4 modes de jeu sont disponibles dans Monkey Pirates :
- Le mode à l’abordage : un “free for all” classique où l’on s’affronte jusqu’à la fin du chronomètre.

- Le mode pavillon noir : le premier à couler un autre joueur devient le pavillon noir, il ne peut plus ramasser de bonus mais inflige 2 points de dégâts. Il marque des points au plus il garde le pavillon noir. Le match se termine une fois qu’un joueur à atteint le score limite.

- Le mode course aux bananes : Des coffres à bananes apparaissent aléatoirement sur la carte, il faut les collecter. Si vous mourez vous laissez sur place toutes vos bananes. Le gagnant est celui qui a le plus de bananes à la fin du temps.

- Enfin le mode Roi des Mers : ce mode de jeu offre la possibilité à un 5éme joueur de se joindre à la partie en utilisant le WiiU gamepad. Il possède ses propres objectifs et interfère avec la partie qui se déroule entre les 4 autres joueurs.

Il n’y a pas de multi en ligne dans Monkey Pirates, en revanche nous avons développé un système d’intelligences artificielles afin que les joueurs profitent toujours d’une partie remplie. De fait vous pouvez donc jouer seul contre 3 IA, mais c’est toujours plus sympa avec des amis bien sûr !

Visiblement, les bonus donnant des capacités particulières ou déclenchant des évènements en jeu influant sur les conditions de la partie, ont une importance particulière : pouvez-vous nous décrire un peu plus cet aspect du jeu ?

[CS] Bien sûr, il existe 15 bonus différents dans Monkey Pirates.

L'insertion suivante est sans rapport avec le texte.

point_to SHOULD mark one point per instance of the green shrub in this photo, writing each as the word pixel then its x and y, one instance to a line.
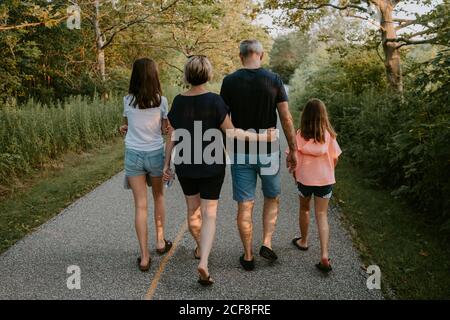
pixel 401 143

Certains améliorent les navires (armures, boost, rames pour ne plus prendre le vent en compte, etc…) d’autre armes les bateaux (tir en éventail, tir de bordée, mines, etc…) et enfin il existe des bonus dits spéciaux qui influent sur tous les joueurs. Ils sont là pour vous surprendre et changer le court d’une partie en ajoutant de la perturbation. Par exemple supprimer les bonus de tous les autres joueurs, ou inverser les position de chacun à l’écran, mais je vous laisse la surprise de certains...

Quelle est la résolution et le framerate du jeu ? Avez -vous rencontrés des difficultés particulières à porter votre code sur WiiU ?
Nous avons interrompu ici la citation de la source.